Aujourd’hui, les liens entre l’institution et les partenaires sont étroits et créent un véritable maillage pour qu’aucun militaire blessé ne puisse être laissé de côté. L’action de tous ces organismes doit poursuivre sur la voie de la coopération et de la coordination pour que le blessé puisse être soutenu à hauteur de son sacrifice.

Témoignage Sous-officier de carrière, Goeffrey BARTOLI a été blessé lors d’une mission en Afghanistan en 2012.

"J'ai été blessé dans une attaque au suicide-bomber en 2012 dans la vallée de la Kapisa alors que nous avions pour mission de venir soutenir la force afghane. J’ai été criblé notamment au foie et aux cervicales. Mes mains et mes pieds étaient fracturés, mes côtes aussi. J’ai perdu 3 centimètres d’os de l’humérus et un de mes tympans était perforé. J’ai reçu les premiers secours sur place par mes camarades et l'auxiliaire sanitaire.

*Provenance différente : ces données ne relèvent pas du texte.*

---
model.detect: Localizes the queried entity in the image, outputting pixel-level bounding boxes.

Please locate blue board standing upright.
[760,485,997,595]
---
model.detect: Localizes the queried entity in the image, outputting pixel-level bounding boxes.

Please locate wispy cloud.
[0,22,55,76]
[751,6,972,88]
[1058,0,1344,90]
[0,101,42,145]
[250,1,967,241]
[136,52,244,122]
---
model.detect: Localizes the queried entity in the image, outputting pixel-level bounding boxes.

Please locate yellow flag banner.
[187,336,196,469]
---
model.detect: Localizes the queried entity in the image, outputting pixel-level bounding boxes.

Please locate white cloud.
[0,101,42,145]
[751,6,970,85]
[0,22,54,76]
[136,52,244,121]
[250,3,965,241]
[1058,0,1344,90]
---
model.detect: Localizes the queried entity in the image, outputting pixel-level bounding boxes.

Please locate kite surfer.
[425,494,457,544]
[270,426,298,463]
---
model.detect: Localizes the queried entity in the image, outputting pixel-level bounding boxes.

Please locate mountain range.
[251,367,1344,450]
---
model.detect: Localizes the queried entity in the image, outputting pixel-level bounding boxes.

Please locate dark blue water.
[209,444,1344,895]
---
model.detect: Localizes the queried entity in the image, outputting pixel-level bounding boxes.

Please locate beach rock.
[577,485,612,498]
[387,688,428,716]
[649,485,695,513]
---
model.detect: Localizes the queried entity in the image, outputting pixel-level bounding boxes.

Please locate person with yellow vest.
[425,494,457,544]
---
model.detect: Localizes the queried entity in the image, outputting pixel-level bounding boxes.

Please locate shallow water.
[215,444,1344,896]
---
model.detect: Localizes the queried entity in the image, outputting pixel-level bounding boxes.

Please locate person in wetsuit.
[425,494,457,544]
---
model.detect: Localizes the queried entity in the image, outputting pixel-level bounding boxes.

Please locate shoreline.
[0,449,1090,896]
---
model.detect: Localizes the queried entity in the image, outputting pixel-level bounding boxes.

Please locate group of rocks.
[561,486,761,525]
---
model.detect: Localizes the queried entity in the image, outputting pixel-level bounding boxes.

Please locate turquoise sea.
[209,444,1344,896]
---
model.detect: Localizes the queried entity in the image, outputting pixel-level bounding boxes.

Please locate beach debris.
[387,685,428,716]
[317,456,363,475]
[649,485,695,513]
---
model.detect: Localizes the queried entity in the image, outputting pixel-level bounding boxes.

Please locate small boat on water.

J'ai ensuite été évacué en hélicoptère sur l'hôpital militaire français de Kaboul pour y être stabilisé. Puis j'ai été rapatrié par avion vers la France, à l'hôpital militaire de Percy. J'ai été suivi par la Cellule d’Aide aux blessés de l’armée de Terre et les assistantes sociales des armées qui m’ont aidé dans mes démarches administratives et ont facilité la présence de mes proches à mes côtés.

J'ai également reçu la visite de plusieurs associations de soutien aux blessés et même un français d'origine afghane qui visitait les blessés à titre personnel. Durant les phases d’hospitalisation, de la convalescence et de la rééducation, je n'ai pas rencontré de problème majeur. Les difficultés sont surtout apparues après car j’avais très peu d’informations sur mes droits, sur les endroits où m’adresser pour obtenir des documents comme les cartes d'invalidité, de stationnement handicapé, de sécurité sociale spécifique avec prise en compte des futures aggravations d'état lié aux blessures subies, le dossier ancien combattant...

Aujourd’hui, j’ai pu réintégrer l’institution car je ne souhaitais pas me reconvertir. J’ai apprécié l’accompagnement qui m’a été offert pendant la première phase de ma blessure. En revanche, depuis que ma blessure est consolidée, j’ai un peu le sentiment d’être laissé de côté et c’est dommage. Mais je continue à aller de l’avant."

Témoignage du Général Jean-Paul Martial, chargé de mission auprès de la Directrice générale de l’ONACVG.

"Depuis 1916, l’Office national des anciens combattants assure le suivi dans la durée des anciens militaires blessés. Il s’inscrit pleinement dans le parcours normé du blessé : tant que le blessé est sous statut militaire, l’ONAC VG intervient en complémentarité des cellules d’aide aux blessés : il délivre par exemple la carte du combattant, la carte d’invalidité et la carte européenne de stationnement, ou accorde des aides financières et des aides aux prestations de service.

Durant toute cette période, l’ONAC est un contributeur qui agit à la demande du blessé ou des cellules d’aide. Quand le blessé est radié des contrôles et retourne à la vie civile, les cellules d’aide aux blessés transfèrent le suivi à l’ONAC VG, formalisé par le passeport du blessé. L’office met alors en place un suivi individualisé et personnalisé du blessé, grâce aux services de proximité de l’ONAC, présents dans chaque département.

Nous venons en aide aux plus démunis, aux plus isolés et aux plus fragiles. Nos personnels ont été formés à accueillir les anciens militaires blessés, les écouter, les orienter et les assister dans leurs démarches. Aujourd’hui, le parcours du blessé a gagné en cohérence et mobilise l’ensemble des acteurs, qui agissent toujours en coordination et en complémentarité."